Dans les années trente et quarante, la cartographie de la Négritude n’est pas homogène. Si les figures marquantes sont bien connues - Césaire, Senghor et Damas - que dire de la configuration du mouvement ? Car tout mouvement de pensée est une dynamique dans laquelle de multiples drames, parfois familiaux, se jouent. Quels sont les autres personnages éclipsés par la proximité et/ou la toute-puissance des « pères » ? Mon interrogation porte sur la généalogie de la Négritude au cœur de laquelle la domination des « pères fondateurs » est à l’œuvre.

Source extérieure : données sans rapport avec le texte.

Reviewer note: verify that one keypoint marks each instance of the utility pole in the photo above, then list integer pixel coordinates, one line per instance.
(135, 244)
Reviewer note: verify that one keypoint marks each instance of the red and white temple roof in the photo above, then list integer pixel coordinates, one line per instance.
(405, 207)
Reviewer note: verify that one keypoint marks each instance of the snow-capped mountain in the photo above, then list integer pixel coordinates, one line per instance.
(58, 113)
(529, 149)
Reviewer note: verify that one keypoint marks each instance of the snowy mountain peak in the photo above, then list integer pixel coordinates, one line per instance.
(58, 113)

Quelques éléments de biographie ainsi que des témoignages rapportés çà et là brossent le portrait de « femmes en Négritude » : Paulette Nardal, penseuse de la « conscience de race » et Suzanne Césaire, défenseuse d’un surréalisme qui explore l’expérience particulière de brassage et de métissage aux Antilles. On pourrait s’étonner de leur silence après une période très féconde autour de deux revues : La Revue du monde noir (1931-1932) que Paulette Nardal a cofondée avec d’autres et Tropiques (1941-1945) où Suzanne Césaire a joué un rôle de premier plan et publié l’essentiel de son œuvre. Pourtant, malgré la faiblesse supposée de leurs corps, elles ont été, leur vie durant, des résistantes et des battantes pour la cause des femmes mais aussi du point de vue de la pensée littéraire, artistique et philosophique. Si l’une et l’autre dénoncent l’assimilation qui, entre autres, produit une littérature et une poésie d’imitation, elles accordent une place de choix à la part africaine présente dans l’histoire des Caraïbes. Cette part insaisissable est à la fois biologique, culturelle et historique chez Paulette Nardal ; et, chez Suzanne Césaire, qui pense avec Leo Frobenius, Alain et André Breton, plus géographique, esthétique et cosmique. Leurs rôles intellectuels et sociaux - de médiatrices par exemple - ainsi que leurs écrits, font partie des lignes de fuite, mais aussi des points de rencontre entre négritudes qui s’opposent ou s’imbriquent les unes dans les autres. Il s’agit d’une dynamique qui relève d’expériences particulières s’articulant à différents niveaux, aussi bien pratiques que théoriques, en vue de la construction d’un « nouvel humanisme ».